7 de outubro de 2018

Luís Felipe Nascimento (*)

Andei pesquisando sobre os vulcões e percebi que muitas vezes nos comportamos como vulcões em erupção. Os vulcões são as válvulas de escape da lava (magma). Tudo começa quando as placas tectônicas entram em conflito e se chocam uma com as outras aumentando assim a temperatura e a pressão no interior da terra. A lava que habita o interior da Terra, fica indignada com estes choques e rompe um ponto fraco na crosta terrestre para aliviar aquela tensão. Quando ocorre a erupção são ejetados, junto com a lava, gases, poeira e aerossóis, considerados poluentes ao meio ambiente. O que pouca gente sabe é que as erupções são benéficas para a natureza, pois na base dos vulcões estão as terras mais férteis do Planeta, ricas em minerais. No início da história do Planeta, graças às erupções vulcânicas, o oxigênio se formou na atmosfera. 
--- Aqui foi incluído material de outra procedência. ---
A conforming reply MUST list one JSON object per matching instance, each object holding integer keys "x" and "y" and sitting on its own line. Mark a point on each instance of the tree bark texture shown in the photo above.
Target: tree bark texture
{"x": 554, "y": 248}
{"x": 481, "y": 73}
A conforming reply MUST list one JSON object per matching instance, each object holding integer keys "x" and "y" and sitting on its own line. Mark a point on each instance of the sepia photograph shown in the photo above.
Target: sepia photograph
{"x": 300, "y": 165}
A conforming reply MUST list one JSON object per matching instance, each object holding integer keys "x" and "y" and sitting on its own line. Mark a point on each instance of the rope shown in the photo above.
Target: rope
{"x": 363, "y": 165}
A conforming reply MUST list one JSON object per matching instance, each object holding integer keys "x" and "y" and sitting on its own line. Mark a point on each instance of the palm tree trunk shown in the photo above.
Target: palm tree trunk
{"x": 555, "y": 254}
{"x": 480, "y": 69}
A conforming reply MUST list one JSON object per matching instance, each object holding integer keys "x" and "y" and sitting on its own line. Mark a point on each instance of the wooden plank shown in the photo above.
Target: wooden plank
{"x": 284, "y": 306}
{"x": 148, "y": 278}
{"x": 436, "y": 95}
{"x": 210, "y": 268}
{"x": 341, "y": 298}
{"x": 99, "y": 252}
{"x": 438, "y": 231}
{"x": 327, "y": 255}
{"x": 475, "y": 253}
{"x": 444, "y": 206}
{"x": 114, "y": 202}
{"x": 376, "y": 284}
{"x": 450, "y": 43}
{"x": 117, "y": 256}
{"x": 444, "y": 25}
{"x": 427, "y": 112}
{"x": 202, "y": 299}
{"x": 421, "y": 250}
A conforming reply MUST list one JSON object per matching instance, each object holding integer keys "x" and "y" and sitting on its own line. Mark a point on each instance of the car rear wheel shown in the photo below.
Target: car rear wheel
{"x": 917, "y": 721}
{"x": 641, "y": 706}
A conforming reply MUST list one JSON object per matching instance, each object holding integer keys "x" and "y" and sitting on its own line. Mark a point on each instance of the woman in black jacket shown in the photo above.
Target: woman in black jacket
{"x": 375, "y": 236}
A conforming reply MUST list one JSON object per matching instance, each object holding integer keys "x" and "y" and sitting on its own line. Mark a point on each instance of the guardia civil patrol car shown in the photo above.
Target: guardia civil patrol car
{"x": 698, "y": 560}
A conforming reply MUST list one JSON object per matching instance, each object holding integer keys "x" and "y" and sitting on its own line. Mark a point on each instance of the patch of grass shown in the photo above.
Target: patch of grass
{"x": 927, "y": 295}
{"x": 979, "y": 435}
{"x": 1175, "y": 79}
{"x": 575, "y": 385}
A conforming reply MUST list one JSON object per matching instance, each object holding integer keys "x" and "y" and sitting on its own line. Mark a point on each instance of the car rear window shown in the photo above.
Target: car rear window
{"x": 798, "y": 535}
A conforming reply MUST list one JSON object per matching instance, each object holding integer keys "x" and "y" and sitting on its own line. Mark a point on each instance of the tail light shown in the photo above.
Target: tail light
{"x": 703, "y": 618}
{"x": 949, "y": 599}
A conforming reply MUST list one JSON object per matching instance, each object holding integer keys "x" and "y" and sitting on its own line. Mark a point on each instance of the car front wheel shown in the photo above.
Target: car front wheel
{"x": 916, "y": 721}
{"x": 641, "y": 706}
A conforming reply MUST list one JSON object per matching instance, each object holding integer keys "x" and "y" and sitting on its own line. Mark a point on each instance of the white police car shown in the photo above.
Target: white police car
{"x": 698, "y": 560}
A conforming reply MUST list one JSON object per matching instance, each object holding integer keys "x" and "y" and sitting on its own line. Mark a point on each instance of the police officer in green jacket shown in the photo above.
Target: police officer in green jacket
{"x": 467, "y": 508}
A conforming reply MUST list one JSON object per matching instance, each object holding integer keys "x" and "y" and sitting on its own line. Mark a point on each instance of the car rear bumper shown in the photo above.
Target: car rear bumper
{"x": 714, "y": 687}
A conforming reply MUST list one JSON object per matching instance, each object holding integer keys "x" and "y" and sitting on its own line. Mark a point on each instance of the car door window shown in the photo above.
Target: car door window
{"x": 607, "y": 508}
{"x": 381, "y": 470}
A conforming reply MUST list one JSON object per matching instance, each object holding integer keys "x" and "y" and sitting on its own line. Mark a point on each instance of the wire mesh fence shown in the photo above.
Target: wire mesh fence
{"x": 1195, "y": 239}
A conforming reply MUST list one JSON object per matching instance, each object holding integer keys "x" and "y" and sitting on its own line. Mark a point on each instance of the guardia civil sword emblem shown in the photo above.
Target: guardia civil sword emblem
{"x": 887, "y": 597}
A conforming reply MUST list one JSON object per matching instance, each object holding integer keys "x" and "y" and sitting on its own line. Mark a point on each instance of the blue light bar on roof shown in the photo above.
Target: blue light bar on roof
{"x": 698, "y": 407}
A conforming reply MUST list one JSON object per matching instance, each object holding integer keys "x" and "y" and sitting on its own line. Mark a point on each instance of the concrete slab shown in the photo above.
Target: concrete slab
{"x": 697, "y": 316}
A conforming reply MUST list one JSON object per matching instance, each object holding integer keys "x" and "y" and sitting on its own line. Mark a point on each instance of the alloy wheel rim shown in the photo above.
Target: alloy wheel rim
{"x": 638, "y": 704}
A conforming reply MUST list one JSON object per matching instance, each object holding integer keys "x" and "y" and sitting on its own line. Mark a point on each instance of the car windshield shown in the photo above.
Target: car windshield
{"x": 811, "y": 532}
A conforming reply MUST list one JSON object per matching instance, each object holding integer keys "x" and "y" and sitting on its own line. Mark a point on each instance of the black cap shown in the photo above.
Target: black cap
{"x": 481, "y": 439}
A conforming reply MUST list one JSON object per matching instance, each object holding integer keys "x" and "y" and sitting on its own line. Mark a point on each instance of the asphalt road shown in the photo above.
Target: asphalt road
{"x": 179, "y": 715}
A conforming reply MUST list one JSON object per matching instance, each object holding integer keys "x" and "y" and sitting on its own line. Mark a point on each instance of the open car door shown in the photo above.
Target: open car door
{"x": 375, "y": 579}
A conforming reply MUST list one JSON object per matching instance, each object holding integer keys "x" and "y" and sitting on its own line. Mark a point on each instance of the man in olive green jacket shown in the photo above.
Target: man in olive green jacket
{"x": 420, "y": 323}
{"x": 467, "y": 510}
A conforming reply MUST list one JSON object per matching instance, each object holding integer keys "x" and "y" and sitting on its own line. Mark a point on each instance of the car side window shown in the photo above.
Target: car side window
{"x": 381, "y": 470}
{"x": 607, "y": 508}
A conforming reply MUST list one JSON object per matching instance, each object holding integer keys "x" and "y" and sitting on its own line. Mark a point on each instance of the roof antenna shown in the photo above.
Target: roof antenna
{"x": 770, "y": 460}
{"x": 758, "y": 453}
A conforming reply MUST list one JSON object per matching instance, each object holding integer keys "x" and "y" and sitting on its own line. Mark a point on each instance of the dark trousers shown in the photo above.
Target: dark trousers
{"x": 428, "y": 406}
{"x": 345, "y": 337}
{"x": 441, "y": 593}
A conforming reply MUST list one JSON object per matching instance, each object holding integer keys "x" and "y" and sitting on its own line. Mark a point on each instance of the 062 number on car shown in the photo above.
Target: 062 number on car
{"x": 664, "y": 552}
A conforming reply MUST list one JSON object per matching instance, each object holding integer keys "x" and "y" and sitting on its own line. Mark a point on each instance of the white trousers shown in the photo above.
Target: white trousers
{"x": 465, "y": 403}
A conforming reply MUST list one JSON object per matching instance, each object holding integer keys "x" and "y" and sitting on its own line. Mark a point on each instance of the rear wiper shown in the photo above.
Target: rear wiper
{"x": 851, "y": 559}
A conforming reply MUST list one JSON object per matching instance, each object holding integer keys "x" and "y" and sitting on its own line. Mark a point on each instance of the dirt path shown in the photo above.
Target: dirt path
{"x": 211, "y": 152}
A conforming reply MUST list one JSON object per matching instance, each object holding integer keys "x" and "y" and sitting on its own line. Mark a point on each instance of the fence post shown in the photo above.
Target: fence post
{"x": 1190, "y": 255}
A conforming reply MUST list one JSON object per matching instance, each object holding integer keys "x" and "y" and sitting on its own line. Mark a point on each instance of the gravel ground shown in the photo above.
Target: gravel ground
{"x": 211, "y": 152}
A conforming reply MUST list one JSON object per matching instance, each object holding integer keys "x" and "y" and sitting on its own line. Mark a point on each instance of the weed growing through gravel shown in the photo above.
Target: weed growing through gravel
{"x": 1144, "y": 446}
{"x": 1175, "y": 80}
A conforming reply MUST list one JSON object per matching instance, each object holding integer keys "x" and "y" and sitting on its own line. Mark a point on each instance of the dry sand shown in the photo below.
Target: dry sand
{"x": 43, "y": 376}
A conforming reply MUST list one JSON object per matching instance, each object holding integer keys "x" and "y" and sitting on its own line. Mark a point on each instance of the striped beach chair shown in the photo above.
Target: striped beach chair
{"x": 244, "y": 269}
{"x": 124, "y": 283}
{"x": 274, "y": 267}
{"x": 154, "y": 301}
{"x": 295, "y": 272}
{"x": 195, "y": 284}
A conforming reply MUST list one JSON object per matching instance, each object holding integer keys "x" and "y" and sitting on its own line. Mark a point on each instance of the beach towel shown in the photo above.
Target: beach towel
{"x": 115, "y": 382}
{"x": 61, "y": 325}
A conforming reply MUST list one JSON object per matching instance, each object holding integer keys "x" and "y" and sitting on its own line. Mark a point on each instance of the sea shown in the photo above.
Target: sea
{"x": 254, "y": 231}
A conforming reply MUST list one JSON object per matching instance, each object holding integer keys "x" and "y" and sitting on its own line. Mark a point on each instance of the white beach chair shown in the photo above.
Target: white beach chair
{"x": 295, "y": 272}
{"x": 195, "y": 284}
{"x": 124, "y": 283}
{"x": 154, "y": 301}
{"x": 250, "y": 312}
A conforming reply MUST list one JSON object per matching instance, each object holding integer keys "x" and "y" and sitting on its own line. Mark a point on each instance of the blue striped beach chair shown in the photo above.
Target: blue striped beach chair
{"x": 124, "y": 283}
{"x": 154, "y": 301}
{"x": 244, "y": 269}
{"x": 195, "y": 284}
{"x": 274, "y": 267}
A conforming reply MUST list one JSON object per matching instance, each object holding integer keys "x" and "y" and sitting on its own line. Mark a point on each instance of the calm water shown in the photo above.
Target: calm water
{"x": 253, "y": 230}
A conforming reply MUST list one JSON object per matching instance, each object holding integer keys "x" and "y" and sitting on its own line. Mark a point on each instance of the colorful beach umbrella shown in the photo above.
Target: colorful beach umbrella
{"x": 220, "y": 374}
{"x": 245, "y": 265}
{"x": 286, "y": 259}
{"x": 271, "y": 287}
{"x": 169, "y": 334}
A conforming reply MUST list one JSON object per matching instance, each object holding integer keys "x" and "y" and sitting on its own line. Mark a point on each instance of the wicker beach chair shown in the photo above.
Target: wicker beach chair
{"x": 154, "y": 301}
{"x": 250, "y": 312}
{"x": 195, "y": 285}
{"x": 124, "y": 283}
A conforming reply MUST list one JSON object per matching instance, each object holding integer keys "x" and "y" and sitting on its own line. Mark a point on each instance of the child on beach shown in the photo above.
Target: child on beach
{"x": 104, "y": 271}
E nós, humanos, também temos nossas “placas tectônicas”, que quando se chocam, aumentam as angústias. A sociedade e os nossos relacionamentos nos transformam em quem não somos. Aumentam os nossos conflitos.  Assim como a lava, a angústia busca uma fenda para uma possível erupção, mas se depara com outros sentimentos: o “medo” de que lá fora seja pior e a “esperança” de diminuir essa pressão, ao sair.

As erupções humanas jogam para fora uma lava composta de sentimentos reprimidos, rancores, dores, afetos e amores que não se realizaram na forma desejada, e que, após expelidos, demoram algum tempo para se sedimentar, mas depois se tornam um solo fértil para o surgimento de novas relações, de novos jeitos de estar no mundo. A região atingida pela erupção de um vulcão nunca mais será a mesma. Da mesma forma, a pessoa que “entrar em erupção”, se transformará em outra, até então desconhecida.

Ilhas e arquipélagos como Fernando de Noronha, Havaí, Japão e Islândia são resultados de erupções vulcânicas. Foi a instabilidade das placas tectônicas que gerou esses lugares maravilhosos. Os nossos “abalos sísmicos” também podem resultar em experiências surpreendentemente belas ou em nuvens de cinza e fumaça capazes de tapar o nosso sol. Enfim, nas erupções da vida podemos nos remoldar do pó que restou ou seremos remoldados pela lava que escorre dos desejos dos outros.  

(*) Luís Felipe Nascimento é “aluno titular” na Universidade da Califórnia, em Santa Bárbara.